TORONTO - The U.S. Centers for Disease Control would be eager to see final or even preliminary data from an unpublished Canadian study that appears to link getting a seasonal flu shot with catching swine flu, the agency's director said Friday.
Dr. Thomas Frieden reiterated that the CDC has looked for and failed to find a similar link in data from the U.S. as a whole and in New York City, where he was health commissioner during last spring's large swine flu outbreak.
"But nothing that we've seen suggests that that's likely to be a problem," Frieden said Friday during the CDC's weekly update for the media on the pandemic flu situation.
The unpublished Canadian study, looking at records from about 2,000 people in British Columbia, Quebec and Ontario, is the source of some consternation internationally and has led to revisions in seasonal flu vaccine delivery schedules in parts of Canada.
A group of provinces - Ontario, Saskatchewan and likely British Columbia - have decided to have a three-step vaccination program this fall, only offering seasonal vaccine to people 65 and older and long-term care facility residents in October. Following the pandemic vaccination program, which will start in November, seasonal vaccination efforts may be resumed, depending on what is learned in the interim about the study.
Frieden, who was providing an update on when pandemic vaccine will be ready in the U.S., appeared to be trying to downplay the troubling findings, which are being referred to as "the Canadian problem" by some outside this country.
"It's something that we haven't seen in any of our data, nor would there be a real explanation, technically or scientifically, of how that might happen," he said.
"But we take every concern seriously and we will absolutely look at any data that is made available to us. But what I can say again is that we've looked very carefully at our own data in this country. I've looked at data from New York City. Australian data have been analyzed very carefully. And none of it suggests any problem from getting the seasonal flu (shot) in terms of H1N1."
A spokesperson for the CDC said the agency is in active discussions with Canadian colleagues and other vaccine experts about the data.
Meanwhile, the issue has caught the attention of the CDC's Team B, a group of outside experts that the CDC has set up to critique and offer advice on the agency's pandemic response.
Dr. David Sencer, who headed the CDC during the 1976 swine flu crisis, said via email that "it is likely that Team B will discuss" the data and the dilemma they pose.
Other members of Team B are antiviral expert Dr. Frederick Hayden of the University of Virginia, Dr. Marc Lipsitch, an infectious diseases modelling expert from Harvard University, and Dr. Harvey Fineberg, head of the U.S. Institute of Medicine and author of the report on the 1976 swine flu affair.
In that incident, fears of a swine flu pandemic led to the vaccination of more than 40 million Americans. The virus never took off, but about 500 cases of Guillain-Barre syndrome that were thought to be linked to the vaccine were reported, and 25 people died from the paralytic condition.
In Canada, Chief Public Health Officer Dr.
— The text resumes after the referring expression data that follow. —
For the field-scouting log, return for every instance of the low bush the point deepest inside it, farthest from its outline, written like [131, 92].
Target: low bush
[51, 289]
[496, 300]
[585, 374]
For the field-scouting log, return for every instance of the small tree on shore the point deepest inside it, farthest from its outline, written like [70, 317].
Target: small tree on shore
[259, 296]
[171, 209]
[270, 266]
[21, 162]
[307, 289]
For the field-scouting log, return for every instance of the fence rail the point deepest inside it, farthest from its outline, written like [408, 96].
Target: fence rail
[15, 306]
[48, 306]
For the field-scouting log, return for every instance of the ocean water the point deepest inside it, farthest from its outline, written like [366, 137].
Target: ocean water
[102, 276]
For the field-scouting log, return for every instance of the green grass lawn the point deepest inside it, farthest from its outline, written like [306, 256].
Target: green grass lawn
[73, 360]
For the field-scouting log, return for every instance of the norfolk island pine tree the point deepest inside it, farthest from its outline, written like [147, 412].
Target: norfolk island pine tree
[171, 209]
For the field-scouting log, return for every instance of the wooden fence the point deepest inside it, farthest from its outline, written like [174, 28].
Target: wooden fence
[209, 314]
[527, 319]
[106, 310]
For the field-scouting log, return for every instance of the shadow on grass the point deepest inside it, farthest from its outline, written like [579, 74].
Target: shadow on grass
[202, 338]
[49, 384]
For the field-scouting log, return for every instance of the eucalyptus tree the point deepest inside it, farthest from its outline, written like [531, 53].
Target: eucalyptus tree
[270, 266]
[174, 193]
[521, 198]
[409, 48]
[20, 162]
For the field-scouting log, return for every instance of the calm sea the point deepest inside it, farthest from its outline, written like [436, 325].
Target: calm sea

David Butler-Jones concurred that "it would be very unusual" for a vaccine to increase the risk of catching another strain of the same virus type.
"It's an unusual finding," he said Friday during a media conference in Ottawa.
"It's not been seen before with ... seasonal influenza vaccines. It's been studied in several other countries quite extensively. They have not found the same relationship. So we're not sure exactly why we've seen that or the suggestion of that. I think a lot more work needs to be done."
That work includes an independent arms-length assessment of the data, which is underway.